Based upon that, can we not assert that the experience of Adam and Eve is reflected in the next verse, where we read “since the creation of the world His invisible attributes---His eternal power and divine nature---have been clearly seen, because they are understood through what has been made”? (Romans 1:20a) Though they would not have been able to tangibly see or feel God’s eternal power, it would most certainly have been the case that they would have been brought into an understanding of it by the very fact of their existence, along with that of the world. They would have understood that power by observing what was all around them---what had been made.
God’s divine nature would have been understood, especially by Adam, as having been made in the image of God, and undoubtedly having had that communicated to him, as he was given the responsibility of naming all of the living creatures (Genesis 2:20). This was part of the exercise of the stewarding authority over the creation that had been delivered to Adam.

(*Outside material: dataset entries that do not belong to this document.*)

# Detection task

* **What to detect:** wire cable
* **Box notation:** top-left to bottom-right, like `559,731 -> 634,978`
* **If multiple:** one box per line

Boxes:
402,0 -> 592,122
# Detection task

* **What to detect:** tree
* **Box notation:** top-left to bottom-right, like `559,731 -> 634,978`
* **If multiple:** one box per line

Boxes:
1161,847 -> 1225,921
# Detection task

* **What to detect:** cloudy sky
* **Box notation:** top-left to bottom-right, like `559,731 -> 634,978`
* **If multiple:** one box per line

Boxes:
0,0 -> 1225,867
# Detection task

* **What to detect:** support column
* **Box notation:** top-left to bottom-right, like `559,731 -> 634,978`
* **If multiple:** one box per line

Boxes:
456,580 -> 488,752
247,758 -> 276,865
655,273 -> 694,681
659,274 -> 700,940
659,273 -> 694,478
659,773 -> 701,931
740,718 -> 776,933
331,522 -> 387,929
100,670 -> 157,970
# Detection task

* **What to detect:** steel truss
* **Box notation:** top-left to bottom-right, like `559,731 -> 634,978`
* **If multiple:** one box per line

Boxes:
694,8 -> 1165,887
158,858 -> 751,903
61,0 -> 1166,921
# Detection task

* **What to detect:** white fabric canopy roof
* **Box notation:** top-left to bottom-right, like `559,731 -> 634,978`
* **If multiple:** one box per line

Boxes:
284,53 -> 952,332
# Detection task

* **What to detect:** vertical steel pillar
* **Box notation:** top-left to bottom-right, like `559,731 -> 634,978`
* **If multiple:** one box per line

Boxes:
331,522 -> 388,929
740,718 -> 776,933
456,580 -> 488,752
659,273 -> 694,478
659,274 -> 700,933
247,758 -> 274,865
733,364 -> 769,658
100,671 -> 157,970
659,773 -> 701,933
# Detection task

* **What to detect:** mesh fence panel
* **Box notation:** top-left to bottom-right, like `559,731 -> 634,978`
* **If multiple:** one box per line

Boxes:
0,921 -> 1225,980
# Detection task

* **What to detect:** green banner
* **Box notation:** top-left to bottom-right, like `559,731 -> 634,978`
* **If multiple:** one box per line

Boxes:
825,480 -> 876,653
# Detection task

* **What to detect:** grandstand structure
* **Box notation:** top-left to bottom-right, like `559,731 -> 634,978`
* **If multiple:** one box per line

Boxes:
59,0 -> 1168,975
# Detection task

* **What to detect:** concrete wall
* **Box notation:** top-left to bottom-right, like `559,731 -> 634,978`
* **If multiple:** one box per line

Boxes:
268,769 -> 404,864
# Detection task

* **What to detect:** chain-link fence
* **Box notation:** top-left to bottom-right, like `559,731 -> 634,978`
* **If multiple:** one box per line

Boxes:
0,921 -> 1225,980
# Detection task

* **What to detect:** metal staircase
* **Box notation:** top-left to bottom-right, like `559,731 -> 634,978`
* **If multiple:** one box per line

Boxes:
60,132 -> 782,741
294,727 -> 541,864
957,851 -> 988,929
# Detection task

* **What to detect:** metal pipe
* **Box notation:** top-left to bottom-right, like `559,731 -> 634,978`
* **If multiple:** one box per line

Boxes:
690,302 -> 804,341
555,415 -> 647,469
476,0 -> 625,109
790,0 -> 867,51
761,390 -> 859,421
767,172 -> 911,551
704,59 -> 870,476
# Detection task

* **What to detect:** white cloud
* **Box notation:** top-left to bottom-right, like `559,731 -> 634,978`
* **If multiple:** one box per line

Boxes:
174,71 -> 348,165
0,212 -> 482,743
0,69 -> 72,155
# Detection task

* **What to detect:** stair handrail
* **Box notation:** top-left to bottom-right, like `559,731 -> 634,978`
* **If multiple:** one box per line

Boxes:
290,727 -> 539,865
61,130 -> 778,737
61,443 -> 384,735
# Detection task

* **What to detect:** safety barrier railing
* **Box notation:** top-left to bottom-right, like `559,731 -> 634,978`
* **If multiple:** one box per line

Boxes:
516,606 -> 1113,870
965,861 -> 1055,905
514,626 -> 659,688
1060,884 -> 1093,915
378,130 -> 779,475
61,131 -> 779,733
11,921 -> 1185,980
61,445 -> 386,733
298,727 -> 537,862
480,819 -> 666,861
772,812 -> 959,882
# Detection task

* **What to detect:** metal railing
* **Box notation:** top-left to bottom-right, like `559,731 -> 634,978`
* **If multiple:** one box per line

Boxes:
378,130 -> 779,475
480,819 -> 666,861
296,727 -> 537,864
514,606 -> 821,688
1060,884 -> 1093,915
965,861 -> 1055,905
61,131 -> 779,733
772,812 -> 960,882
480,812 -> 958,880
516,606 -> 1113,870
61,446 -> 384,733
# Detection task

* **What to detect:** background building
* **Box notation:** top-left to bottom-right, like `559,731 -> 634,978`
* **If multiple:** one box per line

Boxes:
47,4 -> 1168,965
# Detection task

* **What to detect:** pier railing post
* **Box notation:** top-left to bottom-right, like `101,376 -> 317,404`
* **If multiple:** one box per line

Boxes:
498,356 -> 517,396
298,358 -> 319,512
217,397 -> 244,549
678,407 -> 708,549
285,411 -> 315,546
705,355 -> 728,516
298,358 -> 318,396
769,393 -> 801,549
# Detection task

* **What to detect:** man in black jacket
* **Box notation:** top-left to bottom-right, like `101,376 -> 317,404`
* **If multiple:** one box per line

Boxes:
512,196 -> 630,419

Along with that, Adam had been placed in Eden, in the world, to care for it and to maintain it (2:15). These two things, along with the command in regards to the tree of the knowledge of good and evil, would have given Adam a vision of God’s nature, as part of the bearing of the divine image (which would seem to entail some measure of a shared nature) was the authority over and responsibility for God’s creation. It is owing to this direct knowledge of God and fellowship with God, with the explicit commands of God and responsibilities that sprang from that knowledge and fellowship, that left Adam and Eve “without excuse” (Romans 1:20b) when it came time for God to question them about the matter involving the serpent, the fruit, and their rebellion.